Warm tributes have been paid to Cathy Buchanan, who has recently retired after many years as general manager of maritime cultural organisation and community boatyard Meitheal Mara in Cork.
“Kind, dedicated, hard-working, principled and fair” was how board member Joan Dinneen described her at a special event to mark her retirement in Cork County Cricket Club on the Mardyke.
“Throughout her tenure in Meitheal Mara, Cathy ensured that the core values of the organisation were upheld in the boatyard, in the youth rowing programme, in the organisation and delivery of An Rás Mór (the Ocean to City race) and the Cork Harbour Festival, in the heritage work, and so on,”Dinneen said.
“ The turnover increased significantly to over half a million today,”she noted.
“Meitheal Mara is a complex organisation with many branches growing off the core/trunk,”Dinneen explained.
“Cathy’s work has not just kept Meitheal Mara afloat - she has been at the helm as we extended our reach, strengthened our reputation, growing a partnership with a focus on developing the Cork Maritime Adventure Centre down river near Blackrock village,”she said.
Dinneen recalled how she first met Cathy Buchanan in the early 1990s.
“Not many people know that she was part of the trekking support team on the 1993 Irish Everest Expedition, which put Dawson Stelfox on the summit. This was the first Irish ascent. At that time Cathy was coming to the end of her illustrious sliding seat rowing career,”she said, referring to her distinguished sports career as winner of ten Irish rowing championships in the 1980s and 1990s.
“In the mid 90’s Cathy moved to Cork, initially to University College, Cork (UCC). This move south also corresponded with trading the sliding seat for the fixed seats of traditional currach,”she continued.
“ At first Cathy lived on her boat Lapwing. Lapwing was at this time moored in Drake’s Pool, and Cathy didn’t have a car. She would take the bus home from work in UCC’s Geography Dept, walk from the bus stop to her punt and then row out to Lapwing,”she said.
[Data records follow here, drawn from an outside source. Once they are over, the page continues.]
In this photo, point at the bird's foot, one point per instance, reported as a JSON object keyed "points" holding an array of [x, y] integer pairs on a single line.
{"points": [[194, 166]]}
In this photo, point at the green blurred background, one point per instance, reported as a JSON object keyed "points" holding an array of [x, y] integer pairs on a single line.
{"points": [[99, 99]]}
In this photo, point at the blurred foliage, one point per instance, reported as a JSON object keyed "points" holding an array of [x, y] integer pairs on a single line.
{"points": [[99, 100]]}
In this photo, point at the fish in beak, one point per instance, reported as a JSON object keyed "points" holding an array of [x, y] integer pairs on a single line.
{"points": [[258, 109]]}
Dinneen shared a house with Cathy and Deirdre Tobin in the Shandon from 1997, and it was around that time that she met the “founding fathers” of Meitheal Mara - Pádraig Ó Dúinnín, Donal Lynch, Donagh McArtain, Ted O’Sullivan, DanJoe Coleman, Cian O’Shea and Harry Moore.
She took up currach rowing with Naomhoga Chorcaí, followed by a few seasons aboard Bantry longboat “Fionnbarra” at Meitheal Mara.
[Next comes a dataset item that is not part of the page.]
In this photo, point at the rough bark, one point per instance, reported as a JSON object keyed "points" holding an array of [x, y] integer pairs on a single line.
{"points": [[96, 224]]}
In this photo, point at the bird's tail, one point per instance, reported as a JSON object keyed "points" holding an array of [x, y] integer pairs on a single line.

She became the first female member of Meitheal Mara, and took over the helm as general manager in 2011, Dinneen recalled.
Cathy Buchanan and Meitheal Mara board member Joan Dinneen.
In 2019, she was one of a group of 12 women - The Beours With Oars - who rowed 90 nautical miles from Arklow in Wicklow to Aberystwyth on the Welsh coast over the May bank holiday weekend to raise money for charity.
“Cathy, I know no human with a smaller carbon footprint than you, and I know no human who has spent their working life so dedicated to their work. We thank you, we wish you fair winds and a long and happy retirement,”Dinneen said to much applause.
Master of ceremonies was Meitheal Mara chair Marianne Keane and other speakers on the night included Pádraig Ó Duinnín and writer and adventurer Jasper Winn.
Winn read an extract from his book, still in “the works”, which was commissioned by Meitheal Mara in memory of Donal Lynch.
Seamus Harrington read a poem, Ode to a Wooden Boat, and Seamus O’Brien, workshop manager, presented Cathy with a hazel tree sapling. The plan is to plant this at the organisation’s new site on the Marina, near Blackrock village.
A watercolour painting of the Bantry longboat “Fionnbarra”, painted by Roddy Hogan, was presented to Cathy by Mary Doran, a former board member.
Other former board members also made presentations. Pat Ruane gave her a copy of Dr Breandán Mac Conamhna’s book, The Curraghs and Naomhóga of Ireland – Their Story; while Brendan Hennessy gave her a photo album which he had put together, marking her long and distinguished involvement with Meitheal Mara.
Founded in 1993, Meitheal Mara is a registered charity, a training centre and a community enterprise on the river Lee.
The organisation’s primary object is to promote and foster maritime culture and activities and social inclusion, through community boating projects, employment and partnerships with a particular emphasis on currachs and other traditional boats.